I read Enrico Buonanno’s Functional Programming in C# directly after Jon Skeet’s C# in depth. Unlike Skeet’s book, this is not a book about C#, it is a book about functional programming which uses C# is the medium of instruction.
What makes this particularly interesting is that C# isn’t really a functional language. Usually functional programming is discussed in terms of niche explicitly functional languages like Haskell. By using C#, Buonanno makes the principles and practices of functional programming a lot more accessible to the average programmer. He does advocate mixing the more traditional object oriented style of C# with functional programming, but this is not something that really comes through in the code samples.

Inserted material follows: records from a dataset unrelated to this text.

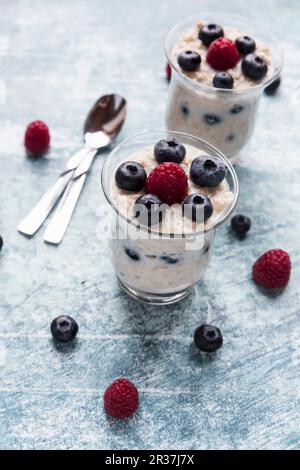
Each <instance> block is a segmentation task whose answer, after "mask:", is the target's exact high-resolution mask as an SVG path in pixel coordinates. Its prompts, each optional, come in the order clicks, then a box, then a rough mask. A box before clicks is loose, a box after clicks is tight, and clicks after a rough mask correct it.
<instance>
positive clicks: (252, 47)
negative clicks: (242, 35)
mask: <svg viewBox="0 0 300 470" xmlns="http://www.w3.org/2000/svg"><path fill="white" fill-rule="evenodd" d="M235 45H236V47H237V49H238V51H239V53H240V54H242V55H247V54H251V53H252V52H254V51H255V49H256V44H255V41H254V39H252V38H249V36H240V37H239V38H237V40H236V41H235Z"/></svg>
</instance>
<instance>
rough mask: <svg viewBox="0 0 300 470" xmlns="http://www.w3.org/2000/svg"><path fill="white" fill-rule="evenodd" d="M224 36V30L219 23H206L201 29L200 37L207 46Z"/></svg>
mask: <svg viewBox="0 0 300 470" xmlns="http://www.w3.org/2000/svg"><path fill="white" fill-rule="evenodd" d="M221 37H224V30H223V28H222V27H221V26H220V25H218V24H213V23H210V24H206V25H205V26H203V28H201V29H200V31H199V39H201V41H202V42H203V44H204V45H205V46H209V45H210V44H211V43H212V42H213V41H214V40H215V39H218V38H221Z"/></svg>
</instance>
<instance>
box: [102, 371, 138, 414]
mask: <svg viewBox="0 0 300 470" xmlns="http://www.w3.org/2000/svg"><path fill="white" fill-rule="evenodd" d="M103 399H104V408H105V410H106V412H107V413H108V414H109V415H110V416H112V417H113V418H116V419H124V418H129V417H130V416H132V415H133V414H134V412H135V411H136V410H137V407H138V405H139V392H138V391H137V388H136V386H135V385H134V384H133V383H132V382H130V381H129V380H127V379H117V380H115V381H114V382H113V383H112V384H111V385H110V386H109V387H108V388H107V389H106V391H105V393H104V396H103Z"/></svg>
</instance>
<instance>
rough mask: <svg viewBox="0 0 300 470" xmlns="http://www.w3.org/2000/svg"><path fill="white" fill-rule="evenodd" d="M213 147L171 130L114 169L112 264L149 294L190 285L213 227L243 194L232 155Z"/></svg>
mask: <svg viewBox="0 0 300 470" xmlns="http://www.w3.org/2000/svg"><path fill="white" fill-rule="evenodd" d="M206 150H207V149H206V148H204V149H203V150H202V149H201V148H199V147H196V146H193V145H191V144H190V143H184V144H183V143H182V142H181V141H180V140H178V138H177V137H176V138H175V137H168V138H166V139H162V140H160V141H158V142H157V143H155V144H151V145H146V146H141V147H140V148H139V149H137V150H135V151H134V152H133V153H131V154H129V155H126V157H125V158H124V157H123V158H122V160H123V161H121V162H119V165H118V166H117V167H116V168H115V171H114V172H112V173H111V175H110V181H109V183H108V187H109V193H110V198H111V201H112V203H113V206H114V208H115V210H116V212H117V214H118V217H117V218H116V223H115V226H114V234H113V237H112V239H111V240H110V244H111V252H112V258H113V264H114V267H115V270H116V273H117V276H118V278H119V280H120V282H121V284H122V285H125V286H126V287H127V288H129V289H131V290H134V292H138V293H139V295H140V296H142V297H143V293H144V294H145V293H150V294H151V295H166V294H173V293H174V294H175V293H180V292H184V291H185V290H186V289H190V288H191V287H192V286H194V284H195V283H196V282H197V281H198V280H199V279H200V278H201V277H202V276H203V274H204V272H205V270H206V268H207V266H208V263H209V260H210V257H211V253H212V249H213V242H214V228H215V226H216V225H217V224H218V223H219V222H220V221H221V220H223V219H224V218H225V214H227V213H228V212H230V210H231V209H232V207H233V206H234V203H235V200H236V194H234V189H232V188H231V187H230V184H229V182H228V178H229V180H230V181H231V180H232V169H231V168H230V169H229V167H228V165H229V163H228V162H227V161H225V159H224V158H222V157H220V156H218V155H209V154H208V153H206Z"/></svg>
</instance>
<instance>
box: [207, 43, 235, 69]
mask: <svg viewBox="0 0 300 470" xmlns="http://www.w3.org/2000/svg"><path fill="white" fill-rule="evenodd" d="M240 58H241V56H240V54H239V51H238V50H237V47H236V45H235V44H234V42H232V41H230V39H226V38H218V39H216V40H215V41H213V42H212V43H211V45H210V46H209V48H208V51H207V55H206V60H207V62H208V63H209V65H210V66H211V67H212V68H214V69H215V70H228V69H232V68H233V67H235V66H236V64H237V63H238V61H239V60H240Z"/></svg>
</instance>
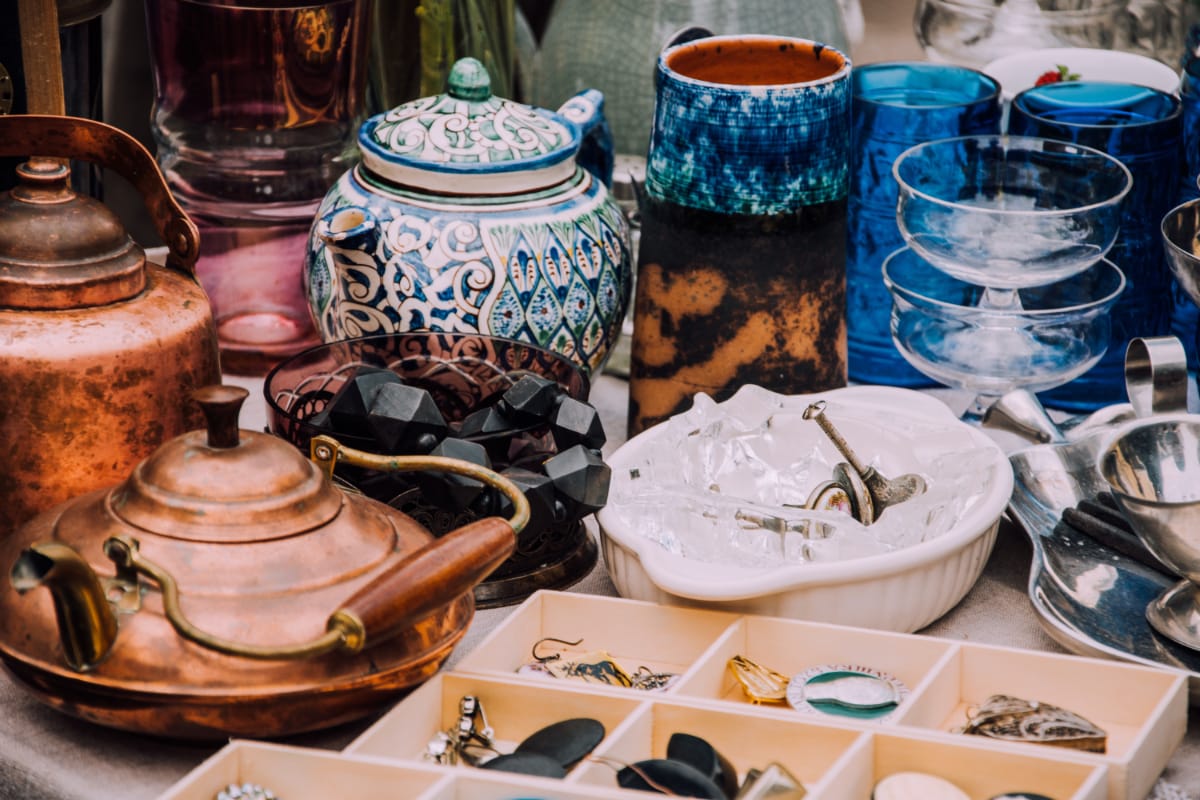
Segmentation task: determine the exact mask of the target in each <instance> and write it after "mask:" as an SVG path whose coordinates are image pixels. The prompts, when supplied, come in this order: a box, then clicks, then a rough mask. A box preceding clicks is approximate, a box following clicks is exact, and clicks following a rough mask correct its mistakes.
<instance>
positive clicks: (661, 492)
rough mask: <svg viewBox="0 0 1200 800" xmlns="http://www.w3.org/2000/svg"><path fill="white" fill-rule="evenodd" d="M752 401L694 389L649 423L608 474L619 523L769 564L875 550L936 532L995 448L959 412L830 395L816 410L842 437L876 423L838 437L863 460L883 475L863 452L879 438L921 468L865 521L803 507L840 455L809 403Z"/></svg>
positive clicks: (819, 557) (783, 563)
mask: <svg viewBox="0 0 1200 800" xmlns="http://www.w3.org/2000/svg"><path fill="white" fill-rule="evenodd" d="M734 399H738V398H737V397H736V398H734ZM760 399H761V401H764V402H757V403H750V404H745V403H732V402H731V403H726V404H720V403H715V402H714V401H713V399H712V398H710V397H708V396H707V395H703V393H701V395H697V396H696V398H695V402H694V405H692V408H691V409H690V410H688V411H685V413H684V414H680V415H677V416H674V417H672V419H671V420H668V421H666V422H665V423H662V427H661V429H656V431H654V435H655V438H654V441H653V445H652V446H647V447H644V449H643V450H642V452H643V457H642V458H641V459H640V461H638V463H635V464H631V465H630V467H629V468H628V469H620V470H617V471H614V474H613V488H612V497H611V498H610V506H611V507H612V510H613V511H614V512H616V513H618V515H619V516H620V517H622V519H623V522H624V524H625V525H628V527H629V528H630V529H632V530H636V531H638V533H640V534H641V535H643V536H646V537H648V539H650V540H653V541H654V542H658V543H659V545H661V546H662V547H664V548H666V549H667V551H670V552H672V553H676V554H678V555H682V557H684V558H688V559H696V560H700V561H708V563H716V564H728V565H737V566H746V567H773V566H780V565H784V564H804V563H827V561H838V560H845V559H854V558H863V557H869V555H877V554H882V553H888V552H892V551H896V549H900V548H905V547H911V546H913V545H917V543H919V542H924V541H928V540H930V539H934V537H936V536H941V535H943V534H946V533H947V531H949V530H952V529H954V528H955V525H958V523H959V522H960V521H961V519H962V517H964V515H965V513H966V512H967V511H968V510H970V509H971V507H973V506H974V505H976V504H977V503H979V501H980V499H982V498H983V497H984V494H985V493H986V491H988V487H989V486H990V485H991V483H992V482H994V481H995V480H996V477H997V476H996V469H997V467H996V457H995V451H994V450H992V449H989V447H984V446H980V445H979V443H978V440H976V439H974V438H972V437H971V435H968V434H967V433H966V432H965V431H964V428H965V427H966V426H962V425H961V423H959V422H958V421H941V422H934V421H925V420H923V419H908V417H902V416H898V415H894V414H889V413H888V409H887V408H877V409H875V410H874V413H870V411H869V409H866V408H863V407H852V405H846V407H839V405H838V403H835V402H830V403H829V404H828V405H827V408H826V414H827V417H828V419H830V420H832V421H834V423H835V425H839V426H845V427H846V428H847V429H846V431H844V432H842V433H844V435H845V437H846V438H847V440H848V439H850V433H848V431H850V428H854V429H856V431H862V429H864V426H865V428H870V427H872V426H876V427H878V432H877V435H871V437H870V438H869V439H868V438H866V437H860V438H862V439H866V440H860V441H858V443H857V444H856V441H848V444H850V445H851V447H853V449H854V451H856V455H857V456H858V458H859V459H860V461H862V462H864V463H865V465H866V467H874V468H875V469H876V470H877V471H880V473H881V474H883V475H886V476H887V477H893V476H894V475H888V474H887V473H886V471H884V469H883V467H882V465H881V464H880V458H878V456H880V452H877V451H876V452H875V453H872V450H871V445H872V440H875V441H876V443H877V444H883V445H884V446H887V445H888V443H890V444H892V445H893V447H894V450H898V451H899V450H900V449H901V447H902V456H904V457H906V458H910V459H912V461H911V463H912V464H913V467H912V468H907V469H904V470H902V471H916V473H917V474H919V475H922V476H923V477H924V479H925V482H926V487H928V488H926V491H925V492H924V493H923V494H920V495H918V497H916V498H912V499H910V500H907V501H905V503H900V504H896V505H893V506H888V507H887V509H886V511H884V513H882V515H881V516H880V518H878V519H876V522H875V523H874V524H871V525H862V524H859V523H858V522H857V521H856V519H854V518H853V517H851V516H850V515H848V513H844V512H840V511H809V510H806V509H805V507H804V505H805V504H806V501H808V498H809V495H810V493H811V492H812V489H814V488H815V487H816V486H817V485H818V483H821V482H822V481H827V480H830V477H832V475H833V467H834V464H836V463H839V462H844V461H845V459H844V458H842V457H841V456H840V455H839V453H838V451H836V450H835V449H834V447H833V445H832V444H829V443H828V440H827V439H824V434H823V433H822V432H821V431H820V428H818V427H817V425H816V422H814V421H810V420H804V419H803V410H804V405H806V404H808V402H805V403H804V404H800V405H797V404H794V403H790V402H788V401H790V399H792V398H787V397H784V396H780V395H772V393H769V392H767V393H764V395H763V396H762V397H761V398H760ZM732 405H736V407H737V408H731V407H732ZM856 415H857V416H856ZM839 420H840V421H841V422H839ZM893 471H896V470H893Z"/></svg>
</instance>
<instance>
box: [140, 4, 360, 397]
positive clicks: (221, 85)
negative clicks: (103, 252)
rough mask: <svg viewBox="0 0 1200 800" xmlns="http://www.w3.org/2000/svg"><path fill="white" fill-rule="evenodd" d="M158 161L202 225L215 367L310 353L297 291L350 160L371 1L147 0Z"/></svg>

This book covers the basic concepts of functional programming really well. He explains how and why to avoid state mutation, the concept of functions as first class citizens and higher order functions, function purity and side effects, Partial application and currying and lazy computation. One thing that interested me particularly is the good case the author makes that pure functions should not throw exceptions.
He does not spend a long time justifying functional programming. The two main benefits he repeatedly highlights are easier testing and better support for concurrency. It is clear that a functional approach is more suited to concurrent programming. However the claim that functional code is easier to test seems somewhat dubious to me, and is not really backed up with credible examples. He also claims that functional programming leads to cleaner code. Again, I am somewhat skeptical.
I really enjoyed the discussion of user defined types. In particular the pattern of creating new types that wrap low level types and add some semantic meaning. A great example he uses is an age type. This has only one member, an integer. It’s constructor will only accept valid values for human ages. This means that we have added an extra layer of static type checking to this type: when we want an age, we use the age class, and not just an integer. It also means we don’t have to perform extra checks when using an age type, as we know it’s value was checked when it was initialised.
The material on LINQ was also quite good. LINQ is strongly functional in style, it emphasizes data flow over mutation, composability of functions and pureness. This is all well explained, the author even shows how to integrate user defined monads into LINQ. However LINQ is not dealt with in a single place in a systematic way, which is disappointing. Another gripe I have is that the author uses LINQ query syntax. I do not like query syntax. Not only is it ugly, it is usually incomprehensible.
Buonanno uses Map, Bind and Apply to introduce functors, monads and applicatives in a very practical way. He also goes into detail explaining how and why to use the classic monads Option and Either. We even see variations on the Either monad that can be used for error handling and validation. Both the applicative and monadic versions of Traverse appear near the end of the book as well. In my opinion, Monad stacking is one of the worst anti-patterns of functional programming. So it is disappointing that it only gets very limited coverage. I would also have liked if he had used his excellent examples as a jumping off point to dig deeper into category theory. Perhaps however, that would have been too abstract for what is quite a practical book.
Handling state in a functional way is covered well, but it feels a bit academic. It is hard to imagine applying the patterns he covers in a real world code base. Sometimes you just have to use state! The final few chapters cover IObservables, the agent model and the actor model. These sections were quite interesting but felt a little out of place. They really merit a much deeper dive.
When I finished this book I had a much greater appreciation for functional programming. In particular it gave me lots of ideas of how I could practically apply it in my real life work. The code samples were all very good, occasionally though they were a little convoluted. Indeed they sometimes seemed like evidence against a functional style. But, as someone relatively new to functional programming I appreciated how grounded it was in real world examples. Overall, this book is an excellent resource for C# programmers who want to add a little functional flourish to their code. I highly recommend it.